Pelaksana tugas Wakil Ketua KPK Johan Budi Sapto Pribowo mengaku tak tahu perkembangan status cegah terhadap Ilham saat ini. "Ketika surat perintah penyidikan dicabut, semua yang mengikuti itu juga dicabut. Nah, apakah dia dicegah lagi atau tidak, saya belum tahu," ucap Johan dalam konferensi pers di kantornya, Jumat, 26 Juni 2015.
KPK menetapkan Ilham sebagai tersangka pada 7 Mei 2014. Ilham lantas menggugat penetapan tersangka terhadapnya melalui praperadilan di Pengadilan Negeri Jakarta Selatan. Dia pun memenangi praperadilan pada 12 Mei 2015. Pada 10 Juni 2015, KPK kembali menetapkan Ilham sebagai tersangka.
Pada 24 Juni 2015, penyidik KPK memanggil Ilham untuk diperiksa sebagai tersangka kasus dugaan korupsi penyimpangan kerja sama Pemerintah Kota Makassar dengan Perusahaan Daerah Air Minum Makassar. Ketika itu, Ilham mangkir tanpa keterangan. Pengacara Ilham, Johnson Panjaitan, mengatakan kliennya tidak mendapat surat panggilan dari KPK.
Sesuai dengan berita dalam laman Makassar.tribunnews.com, Ilham pada tanggal itu sedang berada di Mekah, Arab Saudi. Ia bersama istri dan empat anaknya sedang umrah dan asyik berfoto di dekat Ka'bah.
Berdasarkan keterangan Kepala Bagian Pemberitaan dan Publikasi KPK Priharsa Nugraha, KPK memang terlambat mengenakan status cegah kepada Ilham. "IAS dicegah per 25 Juni 2015," tuturnya melalui pesan pendek, Jumat, 26 Juni 2015. Artinya, KPK mencegah Ilham sehari setelah komisi antirasuah itu melayangkan surat panggilan pemeriksaan.
Ilham ditetapkan sebagai tersangka berbarengan dengan Direktur Utama PT Traya Tirta Makassar Hengky Widjaja.
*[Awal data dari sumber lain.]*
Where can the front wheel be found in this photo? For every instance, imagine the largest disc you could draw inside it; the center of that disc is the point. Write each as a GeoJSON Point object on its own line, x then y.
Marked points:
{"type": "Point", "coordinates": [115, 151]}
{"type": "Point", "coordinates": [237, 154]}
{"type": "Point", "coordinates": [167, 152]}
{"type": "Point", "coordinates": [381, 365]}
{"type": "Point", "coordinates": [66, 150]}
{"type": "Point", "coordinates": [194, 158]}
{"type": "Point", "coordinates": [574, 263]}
KPK menduga Ilham-Hengky melakukan tindak pidana korupsi secara bersama-sama sehingga menimbulkan penyalahgunaan wewenang, seperti diatur dalam Pasal 2 dan Pasal 3 Undang-Undang Pemberantasan Korupsi juncto Pasal 55 ayat 1 kesatu KUHP.
KPK pernah meminta hasil audit Badan Pemeriksa Keuangan terhadap kondisi keuangan PDAM Makassar 2012. Berdasarkan audit itu, ditemukan kerugian keuangan negara sekitar Rp 38 miliar dalam kerja sama PDAM dengan PT Traya Tirta Makassar. BPK juga menemukan adanya potensi kerugian keuangan negara dalam tiga kerja sama PDAM dengan pihak swasta lain, yaitu PT Bahana Cipta, PT Multi Engka Utama, dan PT Baruga Asrinusa Development.